I like to experiment
I think it would give a nice aroma
I think it might interest people* who aren't into hops or are averse to bitterness

My concerns are:

the gravity of the beer will be low
the fermentation will take a long time
there will be no perceptible indication of the honey

Does anyone have any suggestions for a braggot recipe?
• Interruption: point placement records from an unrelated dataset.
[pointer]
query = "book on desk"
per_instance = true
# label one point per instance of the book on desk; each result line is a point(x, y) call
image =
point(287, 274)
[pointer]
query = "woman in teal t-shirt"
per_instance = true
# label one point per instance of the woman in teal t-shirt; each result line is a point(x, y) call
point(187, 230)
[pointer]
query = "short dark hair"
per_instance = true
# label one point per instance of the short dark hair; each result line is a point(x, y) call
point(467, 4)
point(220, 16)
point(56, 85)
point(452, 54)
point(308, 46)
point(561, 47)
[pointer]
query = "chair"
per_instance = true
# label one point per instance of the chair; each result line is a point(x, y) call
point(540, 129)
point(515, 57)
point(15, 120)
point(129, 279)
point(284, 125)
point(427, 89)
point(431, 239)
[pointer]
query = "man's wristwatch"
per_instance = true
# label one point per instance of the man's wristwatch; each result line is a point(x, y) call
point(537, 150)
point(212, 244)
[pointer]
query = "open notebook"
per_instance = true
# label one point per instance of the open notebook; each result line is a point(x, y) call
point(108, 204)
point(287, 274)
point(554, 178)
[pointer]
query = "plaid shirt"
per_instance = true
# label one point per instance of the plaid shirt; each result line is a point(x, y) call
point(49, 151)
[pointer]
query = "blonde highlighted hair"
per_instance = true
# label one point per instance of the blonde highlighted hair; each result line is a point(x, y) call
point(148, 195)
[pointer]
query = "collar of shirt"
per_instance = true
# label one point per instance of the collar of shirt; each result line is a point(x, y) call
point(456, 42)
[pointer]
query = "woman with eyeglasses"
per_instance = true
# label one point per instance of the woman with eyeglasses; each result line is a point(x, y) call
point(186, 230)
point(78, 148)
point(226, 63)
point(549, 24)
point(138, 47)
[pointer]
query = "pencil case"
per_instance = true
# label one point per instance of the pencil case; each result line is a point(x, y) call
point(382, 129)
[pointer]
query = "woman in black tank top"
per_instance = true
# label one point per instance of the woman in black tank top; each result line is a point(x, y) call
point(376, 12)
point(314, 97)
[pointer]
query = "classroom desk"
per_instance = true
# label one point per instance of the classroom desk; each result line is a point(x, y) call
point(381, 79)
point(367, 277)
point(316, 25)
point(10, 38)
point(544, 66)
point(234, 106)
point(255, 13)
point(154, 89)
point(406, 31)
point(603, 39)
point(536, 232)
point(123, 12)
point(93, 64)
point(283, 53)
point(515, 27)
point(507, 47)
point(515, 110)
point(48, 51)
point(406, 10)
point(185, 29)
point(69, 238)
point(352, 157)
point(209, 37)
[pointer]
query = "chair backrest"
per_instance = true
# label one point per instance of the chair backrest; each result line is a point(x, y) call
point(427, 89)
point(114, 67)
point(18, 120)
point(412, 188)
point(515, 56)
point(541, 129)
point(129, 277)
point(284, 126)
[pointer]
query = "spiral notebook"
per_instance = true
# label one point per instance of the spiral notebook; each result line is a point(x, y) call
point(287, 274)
*How these people ever get invited to my house is beyond me.
Your concerns are answered:

3 kg extra pale dme + 3 kg honey
----- The gravity will not be low.
Don't boil the honey. Add it after the boil is over, and the pot is off the stove. Stir well, and leave it 10 minutes prior to force-cooling.
----- There will be perceptible honey (both from the quantity and the manner of addition)
Add to the boil: various yeast nutrients and 1 drop of olive oil. Ferment with Lalvin EC-1118 (Champagne yeast).
----- Primary fermentation will be about three weeks. Secondary will likely be six weeks. Another 4 weeks bottle conditioning. Be patient: it's worth it. :D

Now go and sin no more. ;)
Secondary FV: As yet unnamed Weizenbock ~7%
Bulk aging: Soodo: Grocery store grape juice wine experiment.
Drinking: Mostly Canadian whisky until I start brewing again.